Using a gold-making technique that dates back to 3000 BC, Cartier's new panther watch breathes life back into the Etruscan skill of granulation. From the 'Cartier d'Art' family, the dial of the Rotonde de Cartier 42mm is entirely covered in minute gold balls, which together form a three-dimensional relief of a panther's head.
The gold balls are painstakingly created from threads of gold,which are cut into small segments and heated over a flame before being placed on the dial to form the pattern. This rarely seen technique is the latest of Cartier's incursions into reviving ancient and often-forgotten crafts. Last year it was straw marquetry,while other unusual skills seen on Cartier watch dials include miniature painting, miniature carving and enamel work.

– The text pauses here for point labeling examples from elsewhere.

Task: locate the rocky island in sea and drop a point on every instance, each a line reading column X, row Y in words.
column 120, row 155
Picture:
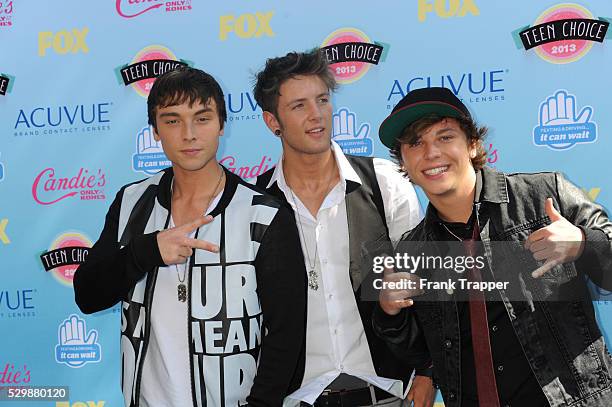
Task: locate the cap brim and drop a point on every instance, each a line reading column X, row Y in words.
column 391, row 128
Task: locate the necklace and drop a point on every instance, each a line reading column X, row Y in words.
column 313, row 276
column 449, row 231
column 181, row 287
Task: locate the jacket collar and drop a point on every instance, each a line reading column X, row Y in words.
column 348, row 176
column 164, row 193
column 491, row 187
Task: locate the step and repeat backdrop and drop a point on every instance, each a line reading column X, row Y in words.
column 74, row 77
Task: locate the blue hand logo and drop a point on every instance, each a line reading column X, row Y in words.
column 344, row 126
column 149, row 157
column 349, row 138
column 561, row 126
column 77, row 346
column 146, row 141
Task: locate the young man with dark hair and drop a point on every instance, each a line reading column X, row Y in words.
column 535, row 342
column 340, row 203
column 212, row 306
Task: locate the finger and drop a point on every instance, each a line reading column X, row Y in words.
column 552, row 108
column 74, row 326
column 344, row 121
column 536, row 236
column 410, row 396
column 81, row 329
column 569, row 108
column 552, row 213
column 404, row 303
column 544, row 115
column 545, row 268
column 543, row 254
column 195, row 224
column 185, row 251
column 350, row 124
column 363, row 131
column 336, row 125
column 202, row 244
column 584, row 116
column 560, row 96
column 91, row 339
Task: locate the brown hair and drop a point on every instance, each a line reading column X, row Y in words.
column 278, row 70
column 475, row 136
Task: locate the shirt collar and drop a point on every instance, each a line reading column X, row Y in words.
column 347, row 173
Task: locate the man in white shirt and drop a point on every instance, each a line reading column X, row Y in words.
column 340, row 203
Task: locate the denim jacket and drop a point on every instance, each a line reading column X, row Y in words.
column 557, row 331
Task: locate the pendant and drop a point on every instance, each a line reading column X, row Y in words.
column 182, row 292
column 313, row 280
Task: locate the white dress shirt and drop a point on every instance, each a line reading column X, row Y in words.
column 335, row 338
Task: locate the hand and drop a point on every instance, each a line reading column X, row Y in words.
column 175, row 245
column 422, row 393
column 558, row 243
column 72, row 332
column 561, row 109
column 392, row 300
column 146, row 141
column 344, row 126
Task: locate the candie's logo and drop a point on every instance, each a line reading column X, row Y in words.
column 562, row 125
column 247, row 171
column 6, row 13
column 91, row 118
column 563, row 33
column 351, row 53
column 64, row 256
column 149, row 157
column 447, row 8
column 49, row 189
column 12, row 374
column 148, row 64
column 135, row 8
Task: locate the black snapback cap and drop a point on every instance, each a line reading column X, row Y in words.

Protected by the glass dial, the thousands of tiny gold balls that make up the panther's face are precisely placed to create a lifelike image of a golden feline. Though this technique is still seen in jewellery, it is unusual to see it executed on such a small scale and in so much detail. The goldsmith must work to tight tolerances in order that the dial remains perfectly flat and balanced to allow the hands to sweep unhindered over the dial, something that the Etruscans never had to worry about.
The watch is powered by the manual winding Calibre 9601 MC, manufactured entirely in-house by Cartier. The watch, made in yellow gold, also features 43 brilliant-cut diamonds.
Rotonde de Cartier 42mm watch, panther with granulation.
An unfinished granulated panther dial.
The dial of the granulated Panther is carefully prepared before firing.
Cartier's 2013 Etruscan Panther Rotonde de Cartier 42mm watch with gold granulation.